Evidence suggests that angiotensin II can affect macrophage-mediated inflammatory responses; however, whether it can affect neutrophil-mediated inflammatory responses is not yet clear. We have previously demonstrated that components of the angiotensin system simulate bovine aortic and human umbilical vein endothelial cells to release a neutrophil chemoattractant. In the current study, we examined the effect of components of the angiotensin system on bovine and human pulmonary arterial and human aortic endothelial cells, and partially characterized this neutrophil chemoattractant. All endothelial cell types incubated with angiotensin II released neutrophil chemoattractant activity. This activity appeared within 1 min of exposure to angiotensin II, and was blocked by saralasin, an angiotensin II antagonist. The neutrophil chemoattractant also appeared after exposure to angiotensin I, but this effect required conversion to angiotensin II. Incubation with bradykinin, another substrate for angiotensin-converting enzyme, did not cause release of the neutrophil chemoattractant.
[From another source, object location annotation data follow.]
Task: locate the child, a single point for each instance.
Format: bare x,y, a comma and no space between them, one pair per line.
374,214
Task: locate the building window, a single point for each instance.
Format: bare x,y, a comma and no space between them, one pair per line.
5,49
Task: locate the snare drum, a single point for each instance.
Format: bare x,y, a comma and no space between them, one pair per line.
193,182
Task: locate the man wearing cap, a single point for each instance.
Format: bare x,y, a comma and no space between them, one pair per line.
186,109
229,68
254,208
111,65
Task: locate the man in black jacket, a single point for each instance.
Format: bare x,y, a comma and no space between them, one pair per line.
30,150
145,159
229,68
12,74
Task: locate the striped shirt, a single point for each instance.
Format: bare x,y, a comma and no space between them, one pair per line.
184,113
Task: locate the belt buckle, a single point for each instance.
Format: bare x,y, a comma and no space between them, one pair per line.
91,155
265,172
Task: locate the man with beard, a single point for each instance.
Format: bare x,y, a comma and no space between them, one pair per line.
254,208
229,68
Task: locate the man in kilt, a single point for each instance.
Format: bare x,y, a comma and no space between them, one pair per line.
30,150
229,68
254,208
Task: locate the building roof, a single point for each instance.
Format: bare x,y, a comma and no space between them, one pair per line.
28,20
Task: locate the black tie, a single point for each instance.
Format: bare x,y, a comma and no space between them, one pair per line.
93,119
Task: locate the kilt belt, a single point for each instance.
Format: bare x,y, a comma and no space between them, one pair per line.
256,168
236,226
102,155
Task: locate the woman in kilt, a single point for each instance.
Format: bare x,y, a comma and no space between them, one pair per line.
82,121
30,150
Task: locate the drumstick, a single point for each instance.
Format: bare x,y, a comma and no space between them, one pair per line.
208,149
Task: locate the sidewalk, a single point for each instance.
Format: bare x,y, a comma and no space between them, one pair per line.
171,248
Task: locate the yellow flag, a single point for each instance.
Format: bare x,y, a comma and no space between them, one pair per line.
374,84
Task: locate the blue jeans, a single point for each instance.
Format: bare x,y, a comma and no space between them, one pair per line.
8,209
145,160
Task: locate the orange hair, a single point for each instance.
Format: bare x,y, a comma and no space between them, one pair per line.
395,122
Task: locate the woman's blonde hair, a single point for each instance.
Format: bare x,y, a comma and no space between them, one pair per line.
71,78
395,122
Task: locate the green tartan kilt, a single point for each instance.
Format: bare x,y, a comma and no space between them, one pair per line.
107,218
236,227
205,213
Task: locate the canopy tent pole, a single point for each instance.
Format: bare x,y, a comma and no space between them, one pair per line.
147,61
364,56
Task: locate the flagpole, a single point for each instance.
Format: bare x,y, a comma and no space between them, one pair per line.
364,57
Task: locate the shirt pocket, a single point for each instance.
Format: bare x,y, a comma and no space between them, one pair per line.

Chemoattractant release was not inhibited by indomethacin but was blocked by diethylcarbamazine or 5,8,11,14-eicosatetraynoic acid. Following extraction, the neutrophil chemoattractant partitioned completely into the organic phase. High-pressure liquid chromatography demonstrated several peaks of chemoactivity, none of which co-eluted with known eicosanoid or phospholipid neutrophil chemoattractants. This study demonstrates that angiotensin II may influence neutrophil accumulation via production of neutrophil chemoattractant activity by vascular endothelial cells.